# Model Ensemble: Toy example

In [41]:
# load libraries

from sklearn.base import TransformerMixin
from sklearn.datasets import make_regression
from sklearn.pipeline import Pipeline, FeatureUnion
from sklearn.model_selection import train_test_split
from sklearn.ensemble import RandomForestRegressor
from sklearn.neighbors import KNeighborsRegressor
from sklearn.preprocessing import StandardScaler, PolynomialFeatures
from sklearn.linear_model import LinearRegression, Ridge
import sklearn.metrics as met
import numpy as np

I use three different regression models: rigde, random forest, and k-neighbors. 

In [225]:
# define model transformers
class RidgeTransformer(Ridge, TransformerMixin):

    def transform(self, X, *_):
        return self.predict(X).reshape(-1, 1)

class RandomForestTransformer(RandomForestRegressor, TransformerMixin):

    def transform(self, X, *_):
        return self.predict(X).reshape(-1, 1)

class KNeighborsTransformer(KNeighborsRegressor, TransformerMixin):

    def transform(self, X, *_):
        return self.predict(X).reshape(-1, 1)

I combine predictions generated from these models and use them to **predict** the actual outcome. I weight those predictions using linear regression, although I could use any other model (e.g., random forest, xgboost).
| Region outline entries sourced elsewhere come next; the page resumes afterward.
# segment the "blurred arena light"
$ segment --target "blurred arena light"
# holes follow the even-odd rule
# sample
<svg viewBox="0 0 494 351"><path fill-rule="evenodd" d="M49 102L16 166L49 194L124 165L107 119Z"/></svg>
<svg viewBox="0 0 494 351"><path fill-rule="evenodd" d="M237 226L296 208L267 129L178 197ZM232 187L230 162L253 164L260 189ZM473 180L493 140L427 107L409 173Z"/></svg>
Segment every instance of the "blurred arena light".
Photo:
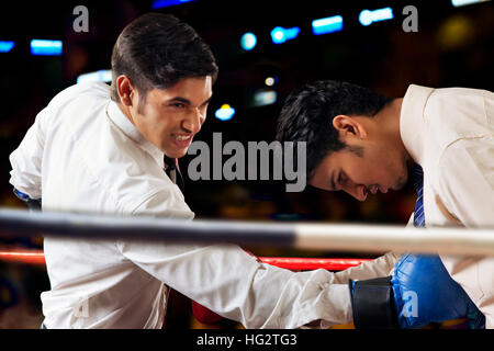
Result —
<svg viewBox="0 0 494 351"><path fill-rule="evenodd" d="M254 33L245 33L240 38L240 46L244 50L248 52L255 48L257 45L257 36Z"/></svg>
<svg viewBox="0 0 494 351"><path fill-rule="evenodd" d="M83 81L103 81L111 82L112 81L112 70L111 69L100 69L94 72L83 73L77 77L77 82Z"/></svg>
<svg viewBox="0 0 494 351"><path fill-rule="evenodd" d="M153 10L162 9L162 8L169 8L175 7L184 2L191 2L195 0L155 0L153 1Z"/></svg>
<svg viewBox="0 0 494 351"><path fill-rule="evenodd" d="M0 53L9 53L15 46L15 42L0 41Z"/></svg>
<svg viewBox="0 0 494 351"><path fill-rule="evenodd" d="M235 109L228 105L227 103L223 104L220 109L216 110L214 115L220 121L228 121L232 120L232 117L235 114Z"/></svg>
<svg viewBox="0 0 494 351"><path fill-rule="evenodd" d="M479 3L479 2L486 2L491 0L451 0L451 4L454 8L464 7L468 4Z"/></svg>
<svg viewBox="0 0 494 351"><path fill-rule="evenodd" d="M254 93L255 107L266 106L276 103L278 100L278 93L274 90L261 89Z"/></svg>
<svg viewBox="0 0 494 351"><path fill-rule="evenodd" d="M330 18L312 21L312 33L314 35L339 32L343 30L343 16L333 15Z"/></svg>
<svg viewBox="0 0 494 351"><path fill-rule="evenodd" d="M294 39L300 33L300 27L283 29L277 26L271 31L271 39L273 44L283 44L287 41Z"/></svg>
<svg viewBox="0 0 494 351"><path fill-rule="evenodd" d="M363 10L360 12L359 22L361 25L371 25L373 22L392 20L393 10L391 8L378 10Z"/></svg>
<svg viewBox="0 0 494 351"><path fill-rule="evenodd" d="M61 41L32 39L31 54L42 56L60 56Z"/></svg>

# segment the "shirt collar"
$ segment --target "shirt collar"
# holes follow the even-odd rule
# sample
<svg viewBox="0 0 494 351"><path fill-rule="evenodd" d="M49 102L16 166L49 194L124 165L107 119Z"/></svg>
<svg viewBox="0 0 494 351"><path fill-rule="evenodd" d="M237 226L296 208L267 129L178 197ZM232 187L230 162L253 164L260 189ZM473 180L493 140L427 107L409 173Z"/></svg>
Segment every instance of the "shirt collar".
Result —
<svg viewBox="0 0 494 351"><path fill-rule="evenodd" d="M130 139L148 152L164 168L164 152L137 131L135 125L128 121L127 116L119 109L119 105L114 101L110 101L106 107L106 115Z"/></svg>
<svg viewBox="0 0 494 351"><path fill-rule="evenodd" d="M400 114L400 134L405 149L415 162L422 163L426 131L424 111L433 88L411 84L406 90Z"/></svg>

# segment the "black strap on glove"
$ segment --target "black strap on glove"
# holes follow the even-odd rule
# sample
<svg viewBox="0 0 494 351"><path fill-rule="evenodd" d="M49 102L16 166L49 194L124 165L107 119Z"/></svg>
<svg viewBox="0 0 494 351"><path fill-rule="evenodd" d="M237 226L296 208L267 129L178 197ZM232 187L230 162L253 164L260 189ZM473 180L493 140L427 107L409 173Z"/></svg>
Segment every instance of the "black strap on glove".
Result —
<svg viewBox="0 0 494 351"><path fill-rule="evenodd" d="M358 329L400 328L391 276L349 281L353 324Z"/></svg>

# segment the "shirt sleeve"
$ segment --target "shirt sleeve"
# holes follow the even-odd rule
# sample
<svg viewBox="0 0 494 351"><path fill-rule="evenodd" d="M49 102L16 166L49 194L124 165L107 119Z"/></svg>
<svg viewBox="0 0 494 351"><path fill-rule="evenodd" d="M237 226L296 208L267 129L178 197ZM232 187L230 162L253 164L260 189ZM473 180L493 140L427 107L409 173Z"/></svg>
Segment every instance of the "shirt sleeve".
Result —
<svg viewBox="0 0 494 351"><path fill-rule="evenodd" d="M45 134L43 120L48 107L42 110L19 147L10 155L10 183L32 199L42 197L42 163Z"/></svg>
<svg viewBox="0 0 494 351"><path fill-rule="evenodd" d="M442 154L437 194L467 227L494 226L494 138L461 139Z"/></svg>

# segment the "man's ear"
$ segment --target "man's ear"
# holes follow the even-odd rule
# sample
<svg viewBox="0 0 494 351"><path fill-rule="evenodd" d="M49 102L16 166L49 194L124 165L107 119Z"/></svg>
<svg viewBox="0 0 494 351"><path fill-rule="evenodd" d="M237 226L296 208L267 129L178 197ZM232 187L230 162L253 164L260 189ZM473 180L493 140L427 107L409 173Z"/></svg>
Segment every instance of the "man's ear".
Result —
<svg viewBox="0 0 494 351"><path fill-rule="evenodd" d="M333 127L338 132L339 138L345 140L348 137L367 137L367 131L356 117L339 114L333 118Z"/></svg>
<svg viewBox="0 0 494 351"><path fill-rule="evenodd" d="M132 106L134 88L127 76L122 75L116 78L116 91L119 92L120 101L125 106Z"/></svg>

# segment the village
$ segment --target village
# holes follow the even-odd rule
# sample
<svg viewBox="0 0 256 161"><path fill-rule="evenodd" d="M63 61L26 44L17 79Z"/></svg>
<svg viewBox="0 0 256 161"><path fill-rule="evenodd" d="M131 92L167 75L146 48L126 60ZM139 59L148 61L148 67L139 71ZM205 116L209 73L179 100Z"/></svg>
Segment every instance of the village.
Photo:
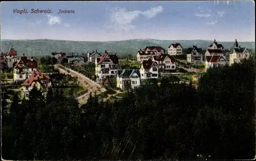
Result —
<svg viewBox="0 0 256 161"><path fill-rule="evenodd" d="M161 47L146 47L138 51L135 61L119 59L107 50L102 54L97 50L83 54L55 52L51 53L52 64L44 65L40 64L41 59L38 62L25 54L17 54L12 47L9 52L1 52L1 93L7 99L17 92L21 99L28 99L35 85L45 97L51 88L72 89L80 104L87 102L90 93L103 100L121 99L125 91L149 79L159 84L161 78L169 78L174 83L191 83L197 87L200 77L209 68L239 63L250 55L237 39L230 50L224 50L215 39L205 53L196 45L188 48L187 53L183 49L180 43L170 44L167 52Z"/></svg>

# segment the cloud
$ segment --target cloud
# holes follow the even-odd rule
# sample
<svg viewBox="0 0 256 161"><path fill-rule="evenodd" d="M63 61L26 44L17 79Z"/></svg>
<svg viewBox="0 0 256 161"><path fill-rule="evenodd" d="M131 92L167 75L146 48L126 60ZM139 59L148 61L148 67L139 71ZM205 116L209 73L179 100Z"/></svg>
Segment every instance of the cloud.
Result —
<svg viewBox="0 0 256 161"><path fill-rule="evenodd" d="M152 7L150 9L143 12L141 14L147 18L153 18L156 16L158 13L163 12L163 8L162 6L156 7Z"/></svg>
<svg viewBox="0 0 256 161"><path fill-rule="evenodd" d="M135 28L132 22L140 15L150 19L163 11L163 8L161 6L151 8L145 11L127 11L124 8L114 8L110 14L110 25L108 26L108 28L115 30L128 31Z"/></svg>
<svg viewBox="0 0 256 161"><path fill-rule="evenodd" d="M70 25L69 24L65 24L64 25L64 27L66 28L69 28L70 26Z"/></svg>
<svg viewBox="0 0 256 161"><path fill-rule="evenodd" d="M50 25L61 24L61 18L59 16L54 16L50 14L48 14L47 18L48 18L48 24Z"/></svg>
<svg viewBox="0 0 256 161"><path fill-rule="evenodd" d="M203 18L204 22L207 25L215 25L219 22L221 18L224 17L224 15L226 12L224 11L212 12L210 9L208 9L206 11L204 11L197 8L198 11L196 12L195 16Z"/></svg>

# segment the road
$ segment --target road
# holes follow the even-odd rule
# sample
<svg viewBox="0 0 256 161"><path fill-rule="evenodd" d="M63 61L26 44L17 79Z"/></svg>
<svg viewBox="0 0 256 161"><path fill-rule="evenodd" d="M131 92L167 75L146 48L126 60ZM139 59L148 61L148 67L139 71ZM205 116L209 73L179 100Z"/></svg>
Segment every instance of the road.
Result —
<svg viewBox="0 0 256 161"><path fill-rule="evenodd" d="M86 103L89 98L90 93L94 94L96 91L96 94L100 94L102 92L106 90L104 88L100 87L99 84L97 84L95 82L92 82L92 81L90 81L88 78L82 75L81 74L78 74L77 72L70 69L68 69L70 70L70 72L68 72L66 70L60 68L59 65L55 65L54 67L58 69L61 73L70 75L72 77L77 77L79 83L84 86L84 88L88 90L88 93L87 94L82 95L77 98L78 102L82 104Z"/></svg>

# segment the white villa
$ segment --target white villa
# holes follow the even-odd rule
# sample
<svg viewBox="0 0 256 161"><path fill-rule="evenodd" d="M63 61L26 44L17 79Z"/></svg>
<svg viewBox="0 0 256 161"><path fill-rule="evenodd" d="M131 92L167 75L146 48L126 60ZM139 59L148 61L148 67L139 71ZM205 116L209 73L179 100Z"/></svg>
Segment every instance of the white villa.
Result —
<svg viewBox="0 0 256 161"><path fill-rule="evenodd" d="M182 47L179 43L171 44L168 47L168 54L170 55L182 54Z"/></svg>
<svg viewBox="0 0 256 161"><path fill-rule="evenodd" d="M37 62L32 58L28 59L26 56L22 56L13 69L13 82L27 79L37 68Z"/></svg>
<svg viewBox="0 0 256 161"><path fill-rule="evenodd" d="M22 84L24 97L29 96L29 91L35 85L37 88L41 90L42 95L46 97L49 88L52 86L50 77L36 70L30 77Z"/></svg>
<svg viewBox="0 0 256 161"><path fill-rule="evenodd" d="M138 70L122 70L117 72L116 85L123 90L133 89L140 85L140 73Z"/></svg>
<svg viewBox="0 0 256 161"><path fill-rule="evenodd" d="M153 58L153 60L157 62L159 70L174 70L176 68L175 59L168 54L162 54L154 56Z"/></svg>
<svg viewBox="0 0 256 161"><path fill-rule="evenodd" d="M222 55L207 56L205 58L205 72L210 67L218 67L227 64L227 60Z"/></svg>
<svg viewBox="0 0 256 161"><path fill-rule="evenodd" d="M116 76L119 70L118 58L115 55L105 53L100 57L95 59L95 75L97 81L103 78Z"/></svg>
<svg viewBox="0 0 256 161"><path fill-rule="evenodd" d="M158 78L158 66L156 61L151 59L144 60L140 65L140 73L141 79Z"/></svg>
<svg viewBox="0 0 256 161"><path fill-rule="evenodd" d="M248 59L250 54L249 50L246 48L241 48L236 39L233 49L229 54L229 65L240 63L243 59Z"/></svg>

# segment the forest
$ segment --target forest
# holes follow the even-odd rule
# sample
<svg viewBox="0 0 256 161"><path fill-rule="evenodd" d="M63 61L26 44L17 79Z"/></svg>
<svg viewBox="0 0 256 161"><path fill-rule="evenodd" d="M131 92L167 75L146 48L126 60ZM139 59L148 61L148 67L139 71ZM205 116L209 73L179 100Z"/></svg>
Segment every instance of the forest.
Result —
<svg viewBox="0 0 256 161"><path fill-rule="evenodd" d="M120 100L63 91L2 103L5 159L231 159L255 155L255 59L210 68L191 85L152 80Z"/></svg>

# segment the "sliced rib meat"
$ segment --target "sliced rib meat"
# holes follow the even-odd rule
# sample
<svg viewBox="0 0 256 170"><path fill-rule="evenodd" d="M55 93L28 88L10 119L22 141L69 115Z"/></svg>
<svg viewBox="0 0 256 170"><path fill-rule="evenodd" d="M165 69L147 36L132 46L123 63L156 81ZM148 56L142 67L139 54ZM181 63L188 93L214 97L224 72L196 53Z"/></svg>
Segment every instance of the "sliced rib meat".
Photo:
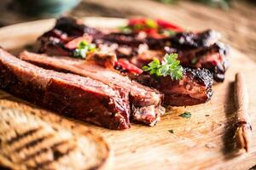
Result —
<svg viewBox="0 0 256 170"><path fill-rule="evenodd" d="M99 81L44 70L0 48L2 89L61 115L112 129L130 128L128 94Z"/></svg>
<svg viewBox="0 0 256 170"><path fill-rule="evenodd" d="M88 76L101 81L113 88L128 92L130 104L132 107L131 113L135 121L153 126L160 120L160 115L164 112L160 106L161 94L158 91L131 81L128 76L113 70L83 60L48 57L26 51L20 54L20 58L47 69Z"/></svg>
<svg viewBox="0 0 256 170"><path fill-rule="evenodd" d="M142 84L164 94L164 104L173 106L194 105L208 101L212 95L212 76L207 69L183 69L182 80L170 76L155 77L148 74L133 76Z"/></svg>

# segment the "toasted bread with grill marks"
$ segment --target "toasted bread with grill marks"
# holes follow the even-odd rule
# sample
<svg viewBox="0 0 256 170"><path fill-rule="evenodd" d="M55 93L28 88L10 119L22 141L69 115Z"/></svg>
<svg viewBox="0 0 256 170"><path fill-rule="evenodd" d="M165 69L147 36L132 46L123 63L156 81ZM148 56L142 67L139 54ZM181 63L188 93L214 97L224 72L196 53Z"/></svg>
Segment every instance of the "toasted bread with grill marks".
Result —
<svg viewBox="0 0 256 170"><path fill-rule="evenodd" d="M110 150L88 128L0 99L0 164L7 169L108 169Z"/></svg>

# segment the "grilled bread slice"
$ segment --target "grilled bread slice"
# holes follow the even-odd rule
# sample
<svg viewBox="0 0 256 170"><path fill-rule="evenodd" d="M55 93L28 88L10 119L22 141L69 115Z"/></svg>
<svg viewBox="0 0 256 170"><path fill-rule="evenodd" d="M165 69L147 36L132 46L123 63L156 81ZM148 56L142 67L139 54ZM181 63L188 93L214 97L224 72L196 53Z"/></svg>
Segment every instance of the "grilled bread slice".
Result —
<svg viewBox="0 0 256 170"><path fill-rule="evenodd" d="M111 154L88 128L24 104L0 100L0 163L10 169L106 169Z"/></svg>

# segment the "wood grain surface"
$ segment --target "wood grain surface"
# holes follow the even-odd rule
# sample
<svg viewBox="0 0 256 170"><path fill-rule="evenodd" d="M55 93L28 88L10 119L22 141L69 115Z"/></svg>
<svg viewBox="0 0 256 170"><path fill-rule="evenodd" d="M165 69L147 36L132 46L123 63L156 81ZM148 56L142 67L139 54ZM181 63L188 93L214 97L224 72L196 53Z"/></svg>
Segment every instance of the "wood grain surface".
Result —
<svg viewBox="0 0 256 170"><path fill-rule="evenodd" d="M106 18L84 21L100 27L125 23ZM0 46L18 53L53 25L54 20L47 20L3 27L0 29ZM226 79L214 85L213 97L207 104L170 107L154 128L132 124L131 129L113 131L83 124L108 141L115 156L114 169L248 169L256 164L256 64L235 48L229 58ZM251 152L242 155L233 150L234 80L238 71L245 75L253 127ZM0 96L14 99L3 91ZM189 111L191 118L178 116L184 111Z"/></svg>

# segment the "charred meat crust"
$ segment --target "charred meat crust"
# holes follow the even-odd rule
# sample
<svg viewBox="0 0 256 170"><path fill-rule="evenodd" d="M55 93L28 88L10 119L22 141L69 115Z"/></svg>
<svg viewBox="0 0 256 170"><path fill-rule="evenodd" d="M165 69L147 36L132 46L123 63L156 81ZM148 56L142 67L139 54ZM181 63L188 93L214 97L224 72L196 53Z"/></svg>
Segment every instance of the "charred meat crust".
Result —
<svg viewBox="0 0 256 170"><path fill-rule="evenodd" d="M46 71L0 49L0 87L59 114L111 129L130 128L128 96L101 82Z"/></svg>
<svg viewBox="0 0 256 170"><path fill-rule="evenodd" d="M114 52L118 58L136 60L139 54L140 44L147 44L149 49L163 54L177 53L183 66L207 68L213 74L213 78L217 82L224 81L229 65L226 57L229 47L218 42L220 34L212 30L198 33L179 32L169 37L153 38L141 32L106 34L79 23L74 19L65 17L57 20L55 28L39 38L41 41L39 52L50 55L73 55L73 50L65 48L67 39L63 41L63 37L66 35L68 40L84 34L91 35L93 42L97 47L112 50L111 52ZM147 62L148 60L145 60L145 65ZM140 67L143 60L133 64L138 64L137 66Z"/></svg>
<svg viewBox="0 0 256 170"><path fill-rule="evenodd" d="M164 104L173 106L194 105L208 101L212 95L212 76L207 69L183 69L183 78L173 81L170 76L155 77L148 74L133 76L142 84L155 88L164 94Z"/></svg>

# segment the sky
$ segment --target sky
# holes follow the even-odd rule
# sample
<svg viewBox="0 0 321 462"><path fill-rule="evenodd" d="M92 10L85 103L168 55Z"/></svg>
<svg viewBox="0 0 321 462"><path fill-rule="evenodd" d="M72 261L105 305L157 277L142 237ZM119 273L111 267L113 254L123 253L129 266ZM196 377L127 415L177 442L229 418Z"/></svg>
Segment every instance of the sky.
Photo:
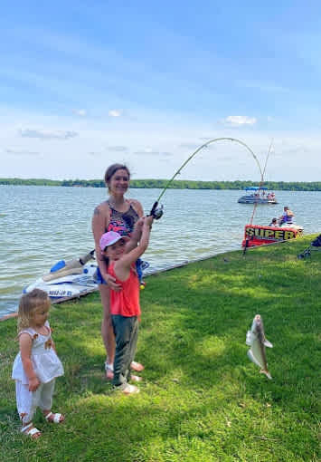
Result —
<svg viewBox="0 0 321 462"><path fill-rule="evenodd" d="M0 178L168 178L234 138L265 179L321 180L321 4L3 0ZM241 143L178 177L260 180Z"/></svg>

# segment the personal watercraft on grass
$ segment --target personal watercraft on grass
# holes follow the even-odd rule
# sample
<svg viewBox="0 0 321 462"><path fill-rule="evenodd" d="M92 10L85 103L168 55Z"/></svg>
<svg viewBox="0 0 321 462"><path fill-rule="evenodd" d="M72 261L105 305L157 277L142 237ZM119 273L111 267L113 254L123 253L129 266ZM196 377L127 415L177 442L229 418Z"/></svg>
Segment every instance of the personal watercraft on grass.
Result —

That one is the actual ensemble. 

In [217]:
# function to create model
def build_model():
    
    ridge_transformer = Pipeline(steps=[
        ('scaler', StandardScaler()),
        ('poly_feats', PolynomialFeatures()),
        ('ridge', RidgeTransformer())
    ])

    pred_union = FeatureUnion(
        transformer_list=[
            ('ridge', ridge_transformer),
            ('rand_forest', RandomForestTransformer()),
            ('knn', KNeighborsTransformer())
        ],
    )

    # return combination of predictions
    model = Pipeline(steps=[
        ('pred_union', pred_union),
        ('lin_regr', LinearRegression()) # linear combination
    ])

    return model

# Run an example

In [219]:
model = build_model()

X, y = make_regression(n_features=10, n_targets=1)
X_train, X_test, y_train, y_test = train_test_split(X, y, test_size=0.2)

In [220]:
model.fit(X_train, y_train)

Pipeline(memory=None,
     steps=[('pred_union', FeatureUnion(n_jobs=1,
       transformer_list=[('ridge', Pipeline(memory=None,
     steps=[('scaler', StandardScaler(copy=True, with_mean=True, with_std=True)), ('poly_feats', PolynomialFeatures(degree=2, include_bias=True, interaction_only=False)), ('ridge', RidgeTransformer(...=None)), ('lin_regr', LinearRegression(copy_X=True, fit_intercept=True, n_jobs=1, normalize=False))])

In [230]:
pred = model.predict(X_test)

In [228]:
met.mean_squared_error(y_test, pred)

932.46628676976309

This is the MSE ensembling and weighting the three models. 

Using this ensemble model, I can predict the counterfactual for different values of the variable of interest (e.g., GDP), and then estimate the **first difference**.

The keys are: 

- We can combine pretty easily any model we want
- The combination weighting can very flexible (random forest, neural networks)
- The meaning of the contrafactual though is not that clear

# Uncertainty

The easiest way to do it is to bootstrap the estimates for the first difference. 

I would do it when I have the data used in the paper.